Why We've Turned to Nostradamus and Divination in the Age of Coronavirus

Save ArticleSave Article

Failed to save article

Please try again

 (Jen Theodore/Unsplash)

Last year, less than a month into shelter in place, I decided to read the prophecies of Nostradamus. Within hours, I had found a passage that looked an awful lot like a COVID-19 prediction.

In the feeble lists, great calamity through America and Lombardy. The fire in the ship, plague and captivity; Mercury in Sagittarius, Saturn warning.

I thought a few other people might be interested to see it, so I wrote a quick story about it for KQED Arts & Culture.

Nine months later, that quick story is now the most-read thing I've ever written in my entire life. As one of the most popular stories across all of KQED last year, it's rapidly approaching a million views. And as the story continues to be read by thousands of new readers week over week, it's impossible not to wonder why so many people still care so much about cryptic verses written by a weird dude from the 16th Century.

The truth is, it's not just Nostradamus we're obsessing over right now. Since COVID started, revisiting prophetic texts has become an increasingly common pastime. In India, people are re-reading the writings of Potuluri Veerabrahmam, a Hindu saint and seer from the 17th century. Closer to home, Sylvia Browne's 2008 book End of Days: Predictions and Prophecies About the End of the World saw a sudden boom in sales last year thanks to a coronavirus prediction within the text. ("In around 2020," Browne wrote, "a severe pneumonia-like illness will spread throughout the globe, attacking the lungs and the bronchial tubes and resisting all known treatments.")

When it comes to spiritual matters, even before coronavirus, America was open-minded as hell. A 2018 Pew Study found that 98 million of us believe in astrology, and a whopping 134 million believe in psychics. In 2019, psychic services—everything from palm, aura and tarot reading, to numerology and animal psychics—was a $2 billion industry.
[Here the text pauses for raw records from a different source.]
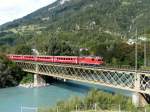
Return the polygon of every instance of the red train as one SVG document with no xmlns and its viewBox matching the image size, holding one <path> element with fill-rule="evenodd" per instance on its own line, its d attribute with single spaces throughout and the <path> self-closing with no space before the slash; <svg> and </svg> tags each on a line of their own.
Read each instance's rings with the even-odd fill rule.
<svg viewBox="0 0 150 112">
<path fill-rule="evenodd" d="M 34 56 L 34 55 L 8 55 L 11 60 L 66 63 L 81 65 L 103 65 L 102 57 L 79 57 L 79 56 Z"/>
</svg>

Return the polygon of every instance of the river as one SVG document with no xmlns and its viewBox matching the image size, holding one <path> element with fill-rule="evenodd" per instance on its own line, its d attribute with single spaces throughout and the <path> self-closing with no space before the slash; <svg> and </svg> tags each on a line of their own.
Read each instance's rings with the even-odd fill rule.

That was all pre-pandemic. And belief in spiritual matters tends to increase during times of crisis. It's why agnostics pray their way through airplane turbulence, it's why so many grieving people visit mediums, and it's why those dealing with hardship are often the ones with the strongest faith.

History is awash with leaps of faith in the midst of dark times. In the 15th Century, because the military believed she was a messenger of God, a teenaged Joan of Arc was permitted to lead the French army into battle after a series of crushing defeats. In the early 1900s, Grigori Rasputin held notorious influence over the Russian royal family because the tsar and his wife believed he could heal their son of hemophilia. Even in the 1970s, salt-of-the-Earth detectives consulted with psychics during their hunt for serial killers like John Wayne Gacy.

The upheaval caused by COVID-19 has impacted every facet of American life. So it's not surprising that, as we wrestle with the whys of it all, some of us are more inclined than usual to seek comfort, answers and a greater sense of preparedness from the realms of the spiritual and supernatural. After all, according to neuroscientists, "the human brain is built in such a way as to facilitate spiritual kinds of experiences."

Tanya Carroll Richardson, an author and professional intuitive who offered readings over the phone even before the pandemic, says she was fully booked in 2020.

"Most people come to me when they are struggling in some way," Richardson says. "Seeing a challenge from a deeper, broader spiritual perspective doesn’t take the pain or frustration away, but it can add new meaning, comfort, and insight. It can help us pivot in positive ways. I did notice an increase in interest in spirituality in 2020, and it was nourishing and healing for me to help support people during a difficult year."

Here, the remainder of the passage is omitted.